Most biotechnology clean room facility have get high value production line and equipment (Machinery).
And also complex production process, strict requirement for class standard for the clean room facility, as well as the request the aseptic working place.
Potential biological hazards occur in the production process, mainly (infection risk, dead bacteria or dead cells and components or metabolism to human and other biological toxicity, sensitization and other biological reactions, product toxicity, sensitization and other biological reactions, environmental effects. )
Clean room area:
A clean room (area) in which dust particles and microbial contamination in the environment need to be controlled, and its building structure, equipment and use have the function of preventing the introduction, generation and retention of pollutants in the area.
Airlock area:
An isolated space with two or more doors between two or more rooms, such as those with different cleanliness levels. The purpose of the air lock is to control the flow of air when the person or material is in and out. There are personnel air lock and material air lock.
The basic characteristic of purification chamber of biotechnology:
It is necessary to take dust particles and microorganisms as environmental control objects.
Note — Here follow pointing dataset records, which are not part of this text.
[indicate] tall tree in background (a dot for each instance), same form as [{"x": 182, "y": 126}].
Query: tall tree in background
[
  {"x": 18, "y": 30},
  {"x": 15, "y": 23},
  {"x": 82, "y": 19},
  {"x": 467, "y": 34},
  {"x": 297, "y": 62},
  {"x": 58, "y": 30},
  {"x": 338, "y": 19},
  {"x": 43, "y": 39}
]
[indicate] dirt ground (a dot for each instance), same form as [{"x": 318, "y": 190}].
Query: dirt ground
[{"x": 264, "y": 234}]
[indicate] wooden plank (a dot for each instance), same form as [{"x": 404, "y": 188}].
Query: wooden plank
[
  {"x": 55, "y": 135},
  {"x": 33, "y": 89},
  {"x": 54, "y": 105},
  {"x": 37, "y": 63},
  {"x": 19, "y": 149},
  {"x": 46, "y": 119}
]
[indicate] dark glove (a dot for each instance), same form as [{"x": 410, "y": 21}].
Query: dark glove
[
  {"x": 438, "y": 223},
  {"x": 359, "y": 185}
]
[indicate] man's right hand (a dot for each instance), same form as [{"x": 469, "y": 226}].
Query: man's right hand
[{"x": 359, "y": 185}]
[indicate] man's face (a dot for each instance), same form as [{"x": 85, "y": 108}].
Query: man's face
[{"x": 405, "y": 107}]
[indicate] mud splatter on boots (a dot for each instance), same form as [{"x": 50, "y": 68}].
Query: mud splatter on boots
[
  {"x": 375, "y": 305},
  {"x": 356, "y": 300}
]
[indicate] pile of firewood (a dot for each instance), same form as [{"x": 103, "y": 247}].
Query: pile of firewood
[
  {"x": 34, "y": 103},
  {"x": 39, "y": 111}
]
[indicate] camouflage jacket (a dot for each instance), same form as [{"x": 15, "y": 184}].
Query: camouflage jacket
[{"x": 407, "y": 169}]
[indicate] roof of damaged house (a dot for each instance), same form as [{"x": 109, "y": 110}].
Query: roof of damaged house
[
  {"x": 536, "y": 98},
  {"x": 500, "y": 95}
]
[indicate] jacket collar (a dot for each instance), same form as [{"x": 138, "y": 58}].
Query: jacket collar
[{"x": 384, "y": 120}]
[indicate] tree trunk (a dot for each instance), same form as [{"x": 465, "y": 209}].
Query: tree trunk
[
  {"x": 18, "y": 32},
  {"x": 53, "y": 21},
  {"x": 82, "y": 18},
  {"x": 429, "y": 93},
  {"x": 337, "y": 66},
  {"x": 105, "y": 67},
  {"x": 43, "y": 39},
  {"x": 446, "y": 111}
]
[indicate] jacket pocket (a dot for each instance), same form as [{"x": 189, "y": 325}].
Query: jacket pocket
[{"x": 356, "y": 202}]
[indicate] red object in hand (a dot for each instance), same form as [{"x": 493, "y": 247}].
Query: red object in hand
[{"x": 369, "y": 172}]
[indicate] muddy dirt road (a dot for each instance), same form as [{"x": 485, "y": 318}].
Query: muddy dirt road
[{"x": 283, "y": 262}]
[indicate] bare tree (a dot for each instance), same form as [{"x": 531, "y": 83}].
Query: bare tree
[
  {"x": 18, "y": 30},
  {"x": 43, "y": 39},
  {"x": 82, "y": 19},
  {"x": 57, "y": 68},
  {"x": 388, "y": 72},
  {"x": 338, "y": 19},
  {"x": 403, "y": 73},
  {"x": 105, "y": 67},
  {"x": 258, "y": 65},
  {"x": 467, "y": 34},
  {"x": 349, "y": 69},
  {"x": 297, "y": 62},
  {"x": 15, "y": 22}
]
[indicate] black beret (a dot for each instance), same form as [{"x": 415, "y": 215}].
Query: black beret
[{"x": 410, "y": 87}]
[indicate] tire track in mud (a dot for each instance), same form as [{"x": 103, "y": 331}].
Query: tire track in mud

The cleanliness of pharmaceutical production workshop is divided into four levels Class100, Class1,000, Class10,000 and Class100,000 The same as ISO 5,ISO 6, ISO 7,and ISO 8.
The temperature and Humidity for a clean room: The temperature range is between 18℃ to 26℃, the relative humidity is between 45% to 65%.
Biotechnology clean room plant pollution control: pollution source control, dissemination process control, cross-contamination control.
The key technology of medicine in purification clean room is mainly to control dust and microorganism, as a pollutant, microorganism is the most important part of environmental control in purification clean room. The equipment in the clean area of the pharmaceutical factory building and the pollutants accumulated in the pipeline can directly pollute the medicine, but it does not affect the cleanliness test, so we say: GMP need air purification technology, and air purification technology does not represent GMP. Cleanliness grade is not applicable to characterize the physical, chemical, radiological, and life of suspended particles. Not familiar with the pharmaceutical production process and process, do not understand the causes of pollution and the site of the accumulation of pollutants, do not master the methods and evaluation criteria for the removal of pollutants.